Rickiopora

Scientific classification
- Kingdom: Fungi
- Division: Basidiomycota
- Class: Agaricomycetes
- Order: Polyporales
- Family: incertae sedis
- Genus: Rickiopora (Rick) Westphalen, Tomšovský & Rajchenb. (2016)
- Type species: Rickiopora latemarginata (Rick) Westphalen, Tomšovský & Rajchenb. (2016)
- Synonyms: Daedalea latemarginata Rick (1960); Ceriporiopsis latemarginata (Rick) Rajchenb. (1987); Antrodiella angulatopora Ryvarden (1987);

= Rickiopora =

Genus of fungi

Rickiopora is a fungal genus of unknown familial placement in the order Polyporales. The genus is monotypic, containing the single neotropical species Rickiopora latemarginata.

==Taxonomy==

Rickiopora latemarginata was first characterized by Johannes Rick, who called it Daedalea latemarginata. Mario Rajchenberg proposed a transfer to genus Ceriporiopsis in 1987. In collaboration with Mauro Westphalen and Michal Tomšovský, Rajchenberg circumscribed the new genus Rickiopora in 2016 to contain the fungus. The generic name honours Johannes Rick.

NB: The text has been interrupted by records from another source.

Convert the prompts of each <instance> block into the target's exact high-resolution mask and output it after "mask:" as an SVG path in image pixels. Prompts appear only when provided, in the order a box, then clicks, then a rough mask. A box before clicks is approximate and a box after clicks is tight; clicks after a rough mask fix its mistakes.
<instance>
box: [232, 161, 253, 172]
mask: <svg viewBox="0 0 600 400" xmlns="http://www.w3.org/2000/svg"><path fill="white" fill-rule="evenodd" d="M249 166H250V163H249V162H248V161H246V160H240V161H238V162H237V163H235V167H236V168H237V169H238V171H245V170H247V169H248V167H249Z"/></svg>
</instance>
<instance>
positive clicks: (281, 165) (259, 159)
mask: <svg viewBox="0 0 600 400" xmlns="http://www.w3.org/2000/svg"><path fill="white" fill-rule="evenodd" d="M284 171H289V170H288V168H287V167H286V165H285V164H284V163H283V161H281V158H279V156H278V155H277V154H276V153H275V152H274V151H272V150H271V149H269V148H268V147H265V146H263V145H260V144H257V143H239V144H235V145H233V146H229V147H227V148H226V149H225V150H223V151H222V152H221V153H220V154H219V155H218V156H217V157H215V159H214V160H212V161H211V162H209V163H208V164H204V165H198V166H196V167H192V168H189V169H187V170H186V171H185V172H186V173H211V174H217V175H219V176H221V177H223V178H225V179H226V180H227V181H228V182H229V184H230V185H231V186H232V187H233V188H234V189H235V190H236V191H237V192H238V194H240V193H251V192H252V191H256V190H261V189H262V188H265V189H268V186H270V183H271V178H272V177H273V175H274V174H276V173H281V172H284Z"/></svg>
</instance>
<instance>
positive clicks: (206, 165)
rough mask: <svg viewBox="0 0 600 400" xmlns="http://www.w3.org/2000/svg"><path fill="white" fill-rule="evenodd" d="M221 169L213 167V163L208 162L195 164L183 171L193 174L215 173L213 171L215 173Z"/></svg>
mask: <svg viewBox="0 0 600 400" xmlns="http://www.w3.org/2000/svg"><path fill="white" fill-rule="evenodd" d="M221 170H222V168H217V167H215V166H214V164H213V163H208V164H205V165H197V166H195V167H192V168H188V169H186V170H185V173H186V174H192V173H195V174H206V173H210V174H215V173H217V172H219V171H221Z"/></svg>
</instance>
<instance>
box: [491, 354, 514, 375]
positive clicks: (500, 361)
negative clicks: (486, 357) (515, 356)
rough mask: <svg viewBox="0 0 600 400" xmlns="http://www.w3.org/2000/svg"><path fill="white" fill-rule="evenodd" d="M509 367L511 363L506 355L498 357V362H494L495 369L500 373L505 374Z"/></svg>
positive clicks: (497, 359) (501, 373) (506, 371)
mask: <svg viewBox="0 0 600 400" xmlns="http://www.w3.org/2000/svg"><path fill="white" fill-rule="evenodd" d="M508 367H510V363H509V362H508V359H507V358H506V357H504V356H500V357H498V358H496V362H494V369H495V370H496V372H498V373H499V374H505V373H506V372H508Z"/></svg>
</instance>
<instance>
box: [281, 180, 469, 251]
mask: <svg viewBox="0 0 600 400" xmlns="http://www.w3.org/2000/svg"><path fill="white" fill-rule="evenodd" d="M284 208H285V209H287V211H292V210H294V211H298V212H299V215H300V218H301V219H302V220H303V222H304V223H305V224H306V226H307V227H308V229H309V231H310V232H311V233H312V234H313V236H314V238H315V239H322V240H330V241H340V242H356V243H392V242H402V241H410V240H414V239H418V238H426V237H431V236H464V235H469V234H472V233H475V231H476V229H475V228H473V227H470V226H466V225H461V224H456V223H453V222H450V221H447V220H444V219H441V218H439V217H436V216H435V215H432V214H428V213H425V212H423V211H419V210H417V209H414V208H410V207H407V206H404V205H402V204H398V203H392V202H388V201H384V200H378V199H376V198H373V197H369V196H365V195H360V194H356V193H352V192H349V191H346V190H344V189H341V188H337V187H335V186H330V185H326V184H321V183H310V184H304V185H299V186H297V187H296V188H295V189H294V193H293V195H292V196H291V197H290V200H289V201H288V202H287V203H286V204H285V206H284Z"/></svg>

The fungus Antrodiella angulatopora, described from Venezuela by Leif Ryvarden in 1987, was later determined by Rajchenberg to be synonymous with Ceriporiopsis latemarginata.

Rickiopora groups phylogenetically in the "residual polyploid clade", but is distinct from all other polypore genera found in this clade and so has not been assigned to any specific family of the Polyporales.

==Description==

A combination of characteristics found in Rickiopora distinguish it from other polypore genera. It has fruit bodies that become corky to tough and brittle when dried. The hyphal system is monomitic, consisting of clamped and metachromatic generative hyphae (staining a reddish purple when mounted in cresyl blue), and thick-walled hyphae with sparse clamps. The spores are ellipsoid to ovoid, measuring 11–16 by 4–7 μm. Rickiopora features both a bipolar mating system, and astatocenocytic nuclear behaviour.